Varias manos putrefactas agarraron a Raúl y lo devolvieron a la cocina. Cerraron la puerta pero no pudieron callar sus gritos, cosa que divertía a Edgar. La falta de un labio y varios dientes convirtieron, lo que se supone que era una sonrisa en una mueca desagradable. Verónica también hizo una mueca, de repugnancia.
- Fue una velada perfecta- resaltó Edgar- Ahora solo falta un pequeño detalle para convertirlo en una velada divina ¿Que te parece un beso?
Edgar se subió a la mesa, dando la ilusión de ser más alto, se puso de cuatro para y se acercó a Verónica como un depredador a su presa. Un par de zombies la agarraron de los hombros. No podía moverse ni un centímetro.
Los pocos dientes que le quedaban se mostraron ansiosos ante la oportunidad de besar a Verónica. El único labio que le quedaba, de un marrón grotesco, tenía que hacer el doble del trabajo para que la experiencia fuera inolvidable.
Verónica pudo ver el anillo negro en su dedo meñique. Ella estuvo en su funeral y Edgar no tenía nada en su dedo, en el ataúd solo había un cuerpo pálido y un traje barato.
Edgar acariciaba el rostro, húmedo por las lágrimas, de Verónica.
El anillo negro rosaba su cara, tal vez ese anillo era la razón del porque podía controlar a los muertos.
Tenía que quitárselo.
- ¡Edgar!- gritó Verónica tratando de esconder su desesperación- Edgar, querido ¿Recuerdas ese juego que tanto me gustaba cuando salíamos?
Edgar no respondió.
- El dentista.
- Ah, ese juego- Edgar sonó desinteresado.
- Edgar, ese juego me excita. Por favor hazlo por mí-
Verónica trató de sonar lo más coqueta que pudo. Le fue imposible, la idea de que Edgar le vaya a meter sus dedos en su boca le provocaba nauseas.
- Todo por ti querida.
Edgar puso el dedo meñique en la boca de Verónica. Exploró las mejillas, los dientes y la lengua.
¡Es hora!
Verónica cerró la boca tan fuerte que le arrancó el dedo a
Edgar. Los labios de Verónica se tornaron de un negro oscuro que contrastaba con el rosado de su boca. Edgar gritaba y maldecía de dolor ¡Maldita puta! eran sus palabras predilectas.

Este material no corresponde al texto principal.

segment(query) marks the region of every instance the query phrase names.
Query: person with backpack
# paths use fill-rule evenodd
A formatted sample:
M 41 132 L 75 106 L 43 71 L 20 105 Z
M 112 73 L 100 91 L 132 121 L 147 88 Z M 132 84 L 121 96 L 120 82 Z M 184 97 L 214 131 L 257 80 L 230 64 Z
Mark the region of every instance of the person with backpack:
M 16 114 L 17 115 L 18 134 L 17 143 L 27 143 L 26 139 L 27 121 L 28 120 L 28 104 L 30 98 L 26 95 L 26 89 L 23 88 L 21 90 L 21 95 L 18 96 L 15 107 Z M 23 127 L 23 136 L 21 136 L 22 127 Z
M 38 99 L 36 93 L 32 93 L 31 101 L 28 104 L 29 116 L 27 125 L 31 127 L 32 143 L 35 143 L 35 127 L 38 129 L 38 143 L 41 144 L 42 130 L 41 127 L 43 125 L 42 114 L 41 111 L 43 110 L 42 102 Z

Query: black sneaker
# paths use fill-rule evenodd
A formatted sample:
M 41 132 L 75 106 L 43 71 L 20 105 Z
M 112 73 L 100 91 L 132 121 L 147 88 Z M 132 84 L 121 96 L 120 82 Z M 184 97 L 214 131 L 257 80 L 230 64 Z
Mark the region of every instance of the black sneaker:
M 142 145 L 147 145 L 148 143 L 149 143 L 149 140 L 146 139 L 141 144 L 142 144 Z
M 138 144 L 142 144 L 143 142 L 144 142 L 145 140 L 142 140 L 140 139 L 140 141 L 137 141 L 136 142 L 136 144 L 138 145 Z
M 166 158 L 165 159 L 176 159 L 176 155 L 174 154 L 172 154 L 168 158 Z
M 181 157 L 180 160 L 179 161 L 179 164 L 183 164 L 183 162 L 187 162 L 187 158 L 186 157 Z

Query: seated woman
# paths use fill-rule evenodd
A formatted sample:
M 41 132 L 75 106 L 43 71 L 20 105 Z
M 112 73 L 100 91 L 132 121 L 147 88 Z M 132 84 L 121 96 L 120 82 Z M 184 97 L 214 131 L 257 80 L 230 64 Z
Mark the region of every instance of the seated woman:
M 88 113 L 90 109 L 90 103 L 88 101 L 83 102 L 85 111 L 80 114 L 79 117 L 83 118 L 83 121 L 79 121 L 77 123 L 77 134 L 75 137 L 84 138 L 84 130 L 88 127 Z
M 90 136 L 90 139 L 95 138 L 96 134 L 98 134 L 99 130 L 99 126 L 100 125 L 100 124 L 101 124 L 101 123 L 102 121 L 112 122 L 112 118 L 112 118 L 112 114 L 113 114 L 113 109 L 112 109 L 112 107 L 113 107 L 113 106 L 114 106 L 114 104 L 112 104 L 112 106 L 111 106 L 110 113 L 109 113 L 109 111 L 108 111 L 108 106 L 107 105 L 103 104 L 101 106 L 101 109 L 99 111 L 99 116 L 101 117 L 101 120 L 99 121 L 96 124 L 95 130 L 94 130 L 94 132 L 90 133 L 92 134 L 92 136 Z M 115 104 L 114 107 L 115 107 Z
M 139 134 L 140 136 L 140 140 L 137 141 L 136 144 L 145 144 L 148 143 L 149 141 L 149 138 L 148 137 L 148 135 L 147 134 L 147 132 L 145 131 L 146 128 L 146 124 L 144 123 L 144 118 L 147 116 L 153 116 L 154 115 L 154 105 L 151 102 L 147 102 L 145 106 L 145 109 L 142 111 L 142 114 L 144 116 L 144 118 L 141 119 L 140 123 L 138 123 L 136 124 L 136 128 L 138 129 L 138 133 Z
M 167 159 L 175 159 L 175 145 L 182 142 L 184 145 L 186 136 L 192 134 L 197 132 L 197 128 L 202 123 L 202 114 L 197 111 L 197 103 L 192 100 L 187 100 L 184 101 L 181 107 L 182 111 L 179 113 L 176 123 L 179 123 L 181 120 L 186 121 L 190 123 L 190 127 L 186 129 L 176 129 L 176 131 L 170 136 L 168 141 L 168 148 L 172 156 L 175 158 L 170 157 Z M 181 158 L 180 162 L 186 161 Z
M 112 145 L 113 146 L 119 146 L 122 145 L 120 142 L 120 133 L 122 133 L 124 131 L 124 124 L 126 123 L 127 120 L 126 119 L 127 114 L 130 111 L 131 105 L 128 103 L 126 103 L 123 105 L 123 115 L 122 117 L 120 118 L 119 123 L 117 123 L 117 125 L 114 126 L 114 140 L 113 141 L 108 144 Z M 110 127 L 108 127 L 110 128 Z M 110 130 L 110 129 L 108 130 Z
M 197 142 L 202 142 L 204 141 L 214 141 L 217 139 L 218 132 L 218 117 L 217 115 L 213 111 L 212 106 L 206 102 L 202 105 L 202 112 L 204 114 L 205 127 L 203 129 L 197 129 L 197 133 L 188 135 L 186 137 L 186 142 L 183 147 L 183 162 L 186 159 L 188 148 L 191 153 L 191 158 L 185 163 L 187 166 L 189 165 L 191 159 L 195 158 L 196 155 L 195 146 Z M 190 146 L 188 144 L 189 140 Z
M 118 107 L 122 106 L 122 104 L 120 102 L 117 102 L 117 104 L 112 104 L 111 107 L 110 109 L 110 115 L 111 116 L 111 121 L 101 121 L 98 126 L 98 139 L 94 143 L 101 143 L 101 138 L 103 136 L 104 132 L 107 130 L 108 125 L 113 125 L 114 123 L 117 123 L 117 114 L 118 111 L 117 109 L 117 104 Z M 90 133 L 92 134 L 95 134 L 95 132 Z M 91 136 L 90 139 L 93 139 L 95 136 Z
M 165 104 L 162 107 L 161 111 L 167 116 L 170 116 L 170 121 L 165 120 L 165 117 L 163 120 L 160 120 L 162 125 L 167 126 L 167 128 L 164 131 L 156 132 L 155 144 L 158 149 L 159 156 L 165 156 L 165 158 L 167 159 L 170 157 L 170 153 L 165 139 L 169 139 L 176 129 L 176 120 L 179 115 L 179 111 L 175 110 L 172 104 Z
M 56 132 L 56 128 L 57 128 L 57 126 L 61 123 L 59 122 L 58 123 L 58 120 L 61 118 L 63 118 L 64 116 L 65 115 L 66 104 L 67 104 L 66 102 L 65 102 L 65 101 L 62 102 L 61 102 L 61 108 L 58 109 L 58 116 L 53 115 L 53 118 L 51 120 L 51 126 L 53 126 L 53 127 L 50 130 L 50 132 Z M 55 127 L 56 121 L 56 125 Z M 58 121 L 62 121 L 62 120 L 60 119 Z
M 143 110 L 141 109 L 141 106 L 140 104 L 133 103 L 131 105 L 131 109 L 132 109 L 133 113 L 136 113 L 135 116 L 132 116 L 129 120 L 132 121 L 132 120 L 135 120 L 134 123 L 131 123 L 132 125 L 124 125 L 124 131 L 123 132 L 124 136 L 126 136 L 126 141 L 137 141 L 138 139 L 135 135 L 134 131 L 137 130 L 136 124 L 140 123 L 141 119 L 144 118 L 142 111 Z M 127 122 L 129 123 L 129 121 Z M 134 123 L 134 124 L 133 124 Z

Con la otra mano abofeteó a Verónica, ella siguió masticando el dedo de Edgar. Escupió una papilla amarillenta, sin anillo.
- ¡puta devuélveme mi anillo!
Verónica se tragó el anillo. Los zombies se alejaron de ella, quien no iba a desperdiciar la única oportunidad que tenía. Verónica rompió un plato con el puño y agarró el pedazo más afilado. Edgar se aleja asustado, sus suplicas no fueron suficientes para impedir que su ex novia le clave el trozo de plato varias veces en el cuello.
Edgar dejó de moverse, estaba muerto. Otra vez.
Los zombies se quedaron parados esperando una orden, la que fuera.
- Llévense a esta basura y lárguense de mi casa- gritó Verónica.
Los muertos vivientes cogieron el cuerpo maloliente de Edgar y salieron de la casa en fila india, incluso los que estaban en la cocina.
- ¡Dios mío Raúl!
Verónica corrió a la cocina para ver a su novio atado, cabizbajo, sin zapatos ni dos dedos de los pies. Lo desató y se dieron un beso , felices de que todo haya acabado. El sol había salido, eran un nuevo día.
- Necesito ir a un hospital- dijo Raúl.
- Si, yo también.
- ¿Que pasó?
- No querrás saberlo. Solo digamos que necesito un lavado de estomago.